DESCRIPTION (provided by applicant): The expression of individual genes and other non-coding regions of DNA within each cell must be precisely regulated for normal growth and development as is evident by the innumerable diseases associated with aberrant gene expression. In eukaryotes, one mechanism by which gene expression is controlled is through the methylation of cytosine residues in the DNA. DNA methylation is important for silencing of highly repetitive elements in the genome including transposons and retroviruses and for several epigenetic regulatory processes such as parental imprinting and X-chromosome inactivation. Despite the importance of these biological processes, and despite findings that mis-regulation of DNA methylation can lead to hyper and hypo methylated states associated with cancer, the mechanisms for the establishment and maintenance of DNA methylation are very poorly understood. This proposal is aimed at further elucidating the mechanism of RNA-directed DNA methylation (RdDM) in Arabidopsis thaliana, which is catalyzed by the DOMAINS REARRANGED METHYLASE2 (DRM2), a homolog of the mammalian DnmtS de novo methyltransferase. Investigation will begin with the characterization of the histone methyltransferase activity of a newly identified protein in this pathway, MEDIATOR OF DRM2 DNA METHYLATION (MOD). When and where MOD acts during RdDM will then be determined by assessing the effects of an mdd mutation on the localization of other RdDM proteins in immunofluorescence experiments. In addition, a genetic screen will be conducted to identify other proteins required for RdDM. A more thorough understanding of DRM2 mediated methylation and RdDM will be key for answering important biological questions such as how specific loci are initially targeted for methylation, how this methylation is maintained, and how this process is disrupted, leading to changes in gene expression. Relevance: In eukaryotes many system have developed to ensure the proper expression of genetic information and when these systems malfunction proteins can become mis-expressed and cause diseases such as cancer. Elucidating the mechanism of one such system, DNA methylation, on the molecular level will be important for understanding how disruptions in this system can lead to the increased and decreased methylation states associated with cancer.

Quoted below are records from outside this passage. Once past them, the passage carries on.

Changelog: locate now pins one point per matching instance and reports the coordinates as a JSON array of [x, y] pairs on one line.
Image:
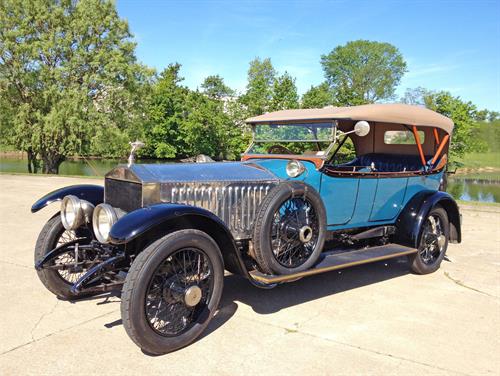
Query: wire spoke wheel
[[433, 239], [179, 292], [294, 232]]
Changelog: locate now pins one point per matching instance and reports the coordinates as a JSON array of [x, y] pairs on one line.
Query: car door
[[388, 200], [339, 196]]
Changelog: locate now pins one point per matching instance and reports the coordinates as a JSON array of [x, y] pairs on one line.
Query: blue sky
[[448, 45]]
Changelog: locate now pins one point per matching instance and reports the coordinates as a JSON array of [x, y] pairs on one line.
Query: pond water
[[475, 187]]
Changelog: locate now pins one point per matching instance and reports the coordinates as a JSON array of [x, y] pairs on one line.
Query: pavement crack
[[56, 332], [357, 347], [15, 264], [461, 284], [41, 318]]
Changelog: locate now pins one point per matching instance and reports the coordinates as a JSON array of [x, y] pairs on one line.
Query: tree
[[215, 88], [166, 112], [317, 96], [415, 96], [463, 115], [184, 123], [284, 93], [261, 77], [363, 72], [69, 77]]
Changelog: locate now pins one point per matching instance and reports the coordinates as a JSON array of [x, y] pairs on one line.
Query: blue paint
[[353, 202], [389, 197], [339, 197]]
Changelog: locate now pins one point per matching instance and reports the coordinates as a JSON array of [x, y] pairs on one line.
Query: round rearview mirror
[[362, 128]]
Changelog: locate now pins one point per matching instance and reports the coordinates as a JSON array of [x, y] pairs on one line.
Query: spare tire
[[289, 231]]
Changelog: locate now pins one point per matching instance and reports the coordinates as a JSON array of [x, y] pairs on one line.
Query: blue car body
[[355, 202]]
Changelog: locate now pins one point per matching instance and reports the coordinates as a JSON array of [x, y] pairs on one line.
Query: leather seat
[[389, 162]]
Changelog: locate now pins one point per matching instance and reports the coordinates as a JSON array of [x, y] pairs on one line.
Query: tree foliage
[[317, 96], [363, 72], [284, 93], [184, 123], [261, 77], [215, 88], [68, 77], [463, 115]]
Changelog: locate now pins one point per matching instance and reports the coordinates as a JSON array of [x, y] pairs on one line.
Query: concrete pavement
[[375, 319]]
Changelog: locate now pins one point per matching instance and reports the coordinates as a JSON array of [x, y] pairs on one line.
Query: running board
[[339, 259]]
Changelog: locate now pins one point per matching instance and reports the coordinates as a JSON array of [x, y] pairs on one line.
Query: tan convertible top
[[385, 113]]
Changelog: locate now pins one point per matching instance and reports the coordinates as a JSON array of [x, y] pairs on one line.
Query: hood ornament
[[136, 145]]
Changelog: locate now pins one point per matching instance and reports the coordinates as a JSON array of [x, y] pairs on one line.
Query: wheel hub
[[305, 234], [192, 296]]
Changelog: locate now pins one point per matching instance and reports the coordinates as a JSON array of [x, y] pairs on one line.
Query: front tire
[[433, 242], [172, 291]]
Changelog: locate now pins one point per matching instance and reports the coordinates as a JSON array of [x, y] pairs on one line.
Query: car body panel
[[388, 200], [339, 197], [89, 192]]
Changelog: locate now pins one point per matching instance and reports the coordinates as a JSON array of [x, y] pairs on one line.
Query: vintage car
[[317, 190]]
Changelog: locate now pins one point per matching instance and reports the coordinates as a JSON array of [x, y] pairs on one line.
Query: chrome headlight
[[71, 212], [103, 219], [294, 168]]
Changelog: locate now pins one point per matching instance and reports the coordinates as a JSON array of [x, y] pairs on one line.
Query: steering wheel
[[278, 149]]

描述（由申请人提供）：每个细胞内单个基因和其他DNA非编码区的表达必须被精确调节以正常生长和发育，这一点通过与异常基因表达相关的无数疾病而得到证实。在真核生物中，控制基因表达的一种机制是通过DNA中胞嘧啶残基的甲基化。DNA甲基化对于基因组中的高度重复元件（包括转座子和逆转录病毒）的沉默以及对于几种表观遗传调节过程（如亲本印记和X染色体失活）是重要的。尽管这些生物学过程的重要性，尽管发现DNA甲基化的错误调节可导致与癌症相关的高甲基化和低甲基化状态，但对DNA甲基化的建立和维持的机制知之甚少。本研究旨在进一步阐明拟南芥中RNA介导的DNA甲基化（RdDM）的机制，该机制是由哺乳动物DnmtS从头甲基转移酶的同源物--结构域重排甲基化酶2（DRM 2）催化的。研究将开始，首先表征该途径中新鉴定的蛋白质--DRM 2 DNA甲基化介质（MOD）的组蛋白甲基转移酶活性。MOD在RdDM过程中何时何地起作用将通过评估mdd突变对免疫荧光实验中其他RdDM蛋白定位的影响来确定。此外，还将进行遗传筛查，以确定RdDM所需的其他蛋白质。更深入地了解DRM 2介导的甲基化和RdDM将是回答重要生物学问题的关键，例如特定位点最初如何靶向甲基化，这种甲基化如何维持，以及这个过程如何被破坏，从而导致基因表达的变化。相关性：在真核生物中，已经开发了许多系统来确保遗传信息的正确表达，当这些系统发生故障时，蛋白质可能会错误表达并导致疾病，如癌症。在分子水平上阐明这样一个系统的机制，DNA甲基化，对于理解该系统的破坏如何导致与癌症相关的甲基化状态的增加和减少将是重要的。